В продолжение этой рацеи нашего философа черты Лизы начали мало-помалу проясняться.
— Мы где-то с вами уже встречались, — промолвила она. — Вы не из петербургского ли университета?
— Так точно.
— Что же вы не сказали нам этого с первого же начала? Ваш приятель, должно быть, также университетский? Его я, кажется, видела вместе с вами на лекциях.
— Да, мы с ним одного факультета и курса.
— Ну, вот. Знаете что? Вы, кажется, вовсе не такой злодей, как представилось нам сначала. Вы куда отсюда? В Интерлакен?
— В Интерлакен.
— И играете в шахматы?
— Играю.
— Послушайте, тут ужасная скука: хотите быть знакомым с нами?
— Но, Лиза!.. — шепнула ей Наденька, разгоревшаяся при последних словах сестры, если возможно, еще пуще прежнего. — Ведь он все расскажет своим товарищам…
— Да! — обратилась к Змеину экс-студентка. — Вы ведь ничего еще не говорили этим господам о сюжете нашего давешнего разговора?
— Нет, не успел.
— Так и не говорите. Молодым девушкам, знаете, конфузно. Стало быть, решено: мы знакомы?
— Пожалуй, мне все равно. А вы порядочно играете в шахматы?
— Вот увидите. Однако пора и узнать подробнее, с кем мы имеем дело. Кто вы, господа?

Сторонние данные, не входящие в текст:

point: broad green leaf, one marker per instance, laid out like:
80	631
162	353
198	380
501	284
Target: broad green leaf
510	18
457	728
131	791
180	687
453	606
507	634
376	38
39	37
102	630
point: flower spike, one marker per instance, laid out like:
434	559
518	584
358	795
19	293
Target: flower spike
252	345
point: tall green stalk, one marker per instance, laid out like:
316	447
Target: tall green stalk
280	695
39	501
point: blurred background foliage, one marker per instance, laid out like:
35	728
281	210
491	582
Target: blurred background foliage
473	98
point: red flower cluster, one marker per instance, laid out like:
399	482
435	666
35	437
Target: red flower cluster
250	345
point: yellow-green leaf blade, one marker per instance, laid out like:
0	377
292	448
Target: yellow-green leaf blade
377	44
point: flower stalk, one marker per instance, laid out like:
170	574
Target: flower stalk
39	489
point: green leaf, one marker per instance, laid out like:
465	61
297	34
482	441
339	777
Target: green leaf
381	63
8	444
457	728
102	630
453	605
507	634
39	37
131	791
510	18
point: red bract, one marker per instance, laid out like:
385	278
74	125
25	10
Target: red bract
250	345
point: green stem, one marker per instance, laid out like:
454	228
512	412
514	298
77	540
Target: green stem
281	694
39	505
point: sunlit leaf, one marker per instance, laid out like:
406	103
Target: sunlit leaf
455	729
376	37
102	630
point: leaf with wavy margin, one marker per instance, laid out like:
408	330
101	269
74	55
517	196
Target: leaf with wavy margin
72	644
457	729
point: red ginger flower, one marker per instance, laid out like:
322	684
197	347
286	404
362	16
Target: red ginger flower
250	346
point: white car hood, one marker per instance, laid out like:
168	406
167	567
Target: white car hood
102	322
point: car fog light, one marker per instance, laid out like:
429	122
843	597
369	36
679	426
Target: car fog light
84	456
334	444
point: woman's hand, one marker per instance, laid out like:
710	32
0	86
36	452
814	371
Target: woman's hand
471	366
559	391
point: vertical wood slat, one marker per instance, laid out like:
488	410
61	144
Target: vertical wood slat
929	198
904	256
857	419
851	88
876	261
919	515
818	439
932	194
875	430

— Я и он, — сказал Змеин, указывая на Ластова, — кандидаты естественных наук, я — будущий мыловар, он — будущий просветитель юношества.
— А зовут вас?
— Меня Александром Александровичем Змеиным, его — Львом Ильичом Ластовым.
— А вы кто? — обратилась Лиза к Куницыну. — Бьюсь об заклад, что лицеист или правовед?
— Из чего вы заключили? Да, я был правоведом, но уже окончил курс — с девятым классом! Зовут меня Куницыным.
— Il me semble, que nons avons deja vu monsieur a Interlaken [40] ? — заметила насмешливо-кокетливо Моничка.
— A votre service, mademoiselle [41], — отвечал, ловко раскланиваясь, правовед.
— Теперь очередь за нами, — сказала Лиза. — Я — Лизавета Николаевна Липецкая, чин и звание мое вам уже известны. Это — сестра моя, Надежда Николаевна, петербургская гимназистка. Вот наша мать, жена тайного советника Липецкого. А вот, Саломонида Алексеевна Невзорова — один из будущих перлов петербургских великосветских балов, — прибавила экс-студентка не без иронии.